Modulate’s voice skins are powered by machine learning algorithms that adjust the audio patterns of a person’s voice to make them sound like someone else. To teach its technology to voice many different tones and timbres, the company collected and analyzed audio from hundreds of actors reading scripts crafted to provide a wide range of intonation and emotion. Individual voice skins are created by tuning algorithms to replicate the sound of a specific voice actor.

Pappas says the process creates a delay of only about 15 milliseconds—making it essentially unnoticeable. The company also adds digital watermarks to its voices designed to be undetectable to the human ear but obvious to audio software as a safeguard against fraud.

Software that can change a person’s voice is not a new concept, but existing technology is often obtrusive or grating, masking a person’s voice rather than replacing it. In voice chats, that can attract unwanted attention. Last month, superstar Twitch streamer Pokimane revealed she had tried voice-changing technology to avoid harassment often aimed at female gamers. It did not go well. “I sounded like a robot LOL,” she tweeted.

Modulate’s voice skins sounded strikingly real in demos from company staff and early testers. Most glitches resembled the distortions common on conventional phone calls, such as an occasional robotic note or flattened tone—although it also felt likely that a person could with practice teach themselves to detect the technology.

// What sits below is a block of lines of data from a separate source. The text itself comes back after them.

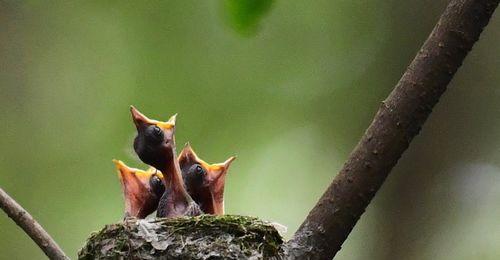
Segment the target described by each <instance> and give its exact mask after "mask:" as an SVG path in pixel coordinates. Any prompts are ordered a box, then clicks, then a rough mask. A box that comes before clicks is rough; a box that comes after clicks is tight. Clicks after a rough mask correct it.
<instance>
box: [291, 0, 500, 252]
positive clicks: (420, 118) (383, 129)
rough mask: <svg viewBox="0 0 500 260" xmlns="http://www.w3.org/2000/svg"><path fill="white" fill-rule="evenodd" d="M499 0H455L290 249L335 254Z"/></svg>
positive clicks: (469, 49) (379, 113)
mask: <svg viewBox="0 0 500 260" xmlns="http://www.w3.org/2000/svg"><path fill="white" fill-rule="evenodd" d="M498 2H499V0H452V1H451V2H450V3H449V4H448V7H447V8H446V10H445V11H444V13H443V14H442V16H441V18H440V19H439V21H438V23H437V25H436V26H435V28H434V30H433V31H432V33H431V34H430V36H429V38H428V39H427V41H426V42H425V43H424V45H423V46H422V48H421V49H420V51H419V52H418V54H417V55H416V57H415V58H414V60H413V62H412V63H411V64H410V66H409V67H408V68H407V70H406V72H405V73H404V75H403V76H402V78H401V79H400V81H399V82H398V84H397V85H396V87H395V88H394V90H393V91H392V93H391V94H390V95H389V97H388V98H387V99H386V100H385V101H383V102H382V105H381V107H380V109H379V111H378V112H377V114H376V116H375V118H374V119H373V122H372V123H371V125H370V126H369V127H368V129H367V130H366V132H365V134H364V135H363V137H362V138H361V140H360V142H359V143H358V145H357V146H356V147H355V148H354V151H353V152H352V153H351V155H350V157H349V158H348V160H347V162H346V163H345V164H344V166H343V168H342V170H341V171H340V173H339V174H338V175H337V176H336V177H335V178H334V180H333V181H332V183H331V184H330V186H329V187H328V189H327V190H326V192H325V193H324V194H323V196H322V197H321V198H320V200H319V201H318V203H317V204H316V206H315V207H314V208H313V209H312V210H311V212H310V213H309V215H308V216H307V218H306V219H305V221H304V222H303V223H302V225H301V226H300V228H299V229H298V231H297V232H296V233H295V235H294V237H293V238H292V240H290V241H289V242H288V247H289V253H290V254H291V255H292V256H295V257H296V258H300V259H331V258H333V257H334V256H335V254H336V253H337V252H338V251H339V250H340V248H341V245H342V243H343V242H344V241H345V239H346V238H347V236H348V235H349V233H350V232H351V230H352V229H353V227H354V225H355V224H356V222H357V221H358V219H359V218H360V216H361V214H363V212H364V211H365V209H366V207H367V206H368V204H369V203H370V201H371V199H372V198H373V196H374V195H375V193H376V192H377V190H378V189H379V188H380V186H381V185H382V183H383V182H384V180H385V178H386V177H387V175H388V174H389V172H390V171H391V169H392V168H393V167H394V165H395V164H396V163H397V161H398V159H399V158H400V157H401V155H402V154H403V152H404V151H405V150H406V149H407V148H408V145H409V144H410V142H411V140H412V139H413V137H415V136H416V135H417V134H418V133H419V131H420V128H421V126H422V125H423V123H424V122H425V120H426V119H427V117H428V116H429V114H430V113H431V111H432V108H433V107H434V105H435V104H436V103H437V102H438V100H439V97H440V96H441V95H442V94H443V93H444V91H445V90H446V86H447V85H448V83H449V82H450V80H451V79H452V77H453V75H454V74H455V72H456V71H457V69H458V68H459V67H460V65H461V64H462V61H463V60H464V58H465V56H466V55H467V53H468V52H469V51H470V50H471V48H472V46H473V44H474V43H475V42H476V41H477V40H478V38H479V35H480V34H481V32H482V30H483V28H484V27H485V26H486V25H487V24H488V22H489V19H490V17H491V15H492V14H493V12H494V10H495V8H496V7H497V6H498Z"/></svg>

Modulate declined to provide a version of the software to test; Animaze, the preview augmented reality app, was glitchy with the hardware WIRED had available. Pappas claims to have charmed investors by joining Zoom calls with a voice skin, and only later revealing his natural voice. He says staff tests in public voice chats have gone similarly undetected.

Fred and Jane signed up to join Modulate’s early testers because they saw voice-altering algorithms as a way to gain new control of how their gender is perceived online. The pair first became friends via Discord and fell into the habit of voice chatting daily, playing games and sharing their experiences with gender transition.

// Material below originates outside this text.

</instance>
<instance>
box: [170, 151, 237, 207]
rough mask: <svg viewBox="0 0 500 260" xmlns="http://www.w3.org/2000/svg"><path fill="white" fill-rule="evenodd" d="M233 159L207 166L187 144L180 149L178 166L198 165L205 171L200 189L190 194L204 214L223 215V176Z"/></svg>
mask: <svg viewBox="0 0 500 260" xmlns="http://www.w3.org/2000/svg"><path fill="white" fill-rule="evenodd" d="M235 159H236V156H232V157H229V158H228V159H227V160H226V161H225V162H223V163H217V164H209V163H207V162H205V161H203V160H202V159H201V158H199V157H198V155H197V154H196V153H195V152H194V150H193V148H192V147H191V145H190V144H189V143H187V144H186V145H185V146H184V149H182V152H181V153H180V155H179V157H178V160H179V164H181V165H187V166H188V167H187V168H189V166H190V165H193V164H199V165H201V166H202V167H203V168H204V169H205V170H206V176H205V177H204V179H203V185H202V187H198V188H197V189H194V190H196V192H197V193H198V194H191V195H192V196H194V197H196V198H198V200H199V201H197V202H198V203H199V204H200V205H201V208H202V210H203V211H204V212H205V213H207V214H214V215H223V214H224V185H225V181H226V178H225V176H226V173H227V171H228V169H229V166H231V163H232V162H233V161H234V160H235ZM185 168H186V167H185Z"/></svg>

Both had met only partial success using vocal techniques to shift their sounds closer to their gender identities, Fred towards the masculine and Jane the feminine. “My voice has changed, but not as much as maybe I wanted it to,” says Fred, who underwent hormone treatment. “I tended to avoid voice chats.” Jane spent hundreds of dollars on voice-altering audio hardware with disappointing results. “It added a chipmunky quality that is a little unpleasant to listen to,” she says.

The friends found Modulate’s technology more pleasing and convincing. “The quality was really impressive compared with other things I had tried,” Fred says. Taking time to figure out which voice skins work well with your own, and how to project your intonations through the algorithmic overlay also helps. Nonverbal sounds such as coughs or laughs can trigger giveaway glitches in the AI voice.

Modulate asks testers not to use the technology in the wilds of the public internet, but Fred and Jane say trans friends have been impressed. They now generally don their voice skins whenever they talk together. “It’s just nice to sound like ourselves together,” she says.

Trans people have often pioneered new uses of technology that can tune or obscure identity, says Tee Chuanromanee, who researches human-computer interaction at the University of Notre Dame. Virtual world Second Life provides one example.

“Technology has opened up a lot of avenues for exploring new aspects of yourself and connecting with others,” Chuanromanee says, and voice skins sound promising. At the same time, any new technical adaptation won’t change the underlying reason many trans people are wary of public spaces, digital or otherwise. “Concerns about safety and privacy will always be in the background—am I going to get outed?” Chuanromanee says.

Fred and Jane say they hope Modulate’s technology will eventually help them to venture into public online spaces, such as streaming, more comfortably. They won’t abandon more conventional voice techniques, though. “It’s important to be able to work on this because I’m not going to be able to bring this to the supermarket,” Jane says. “Much as I would like to.”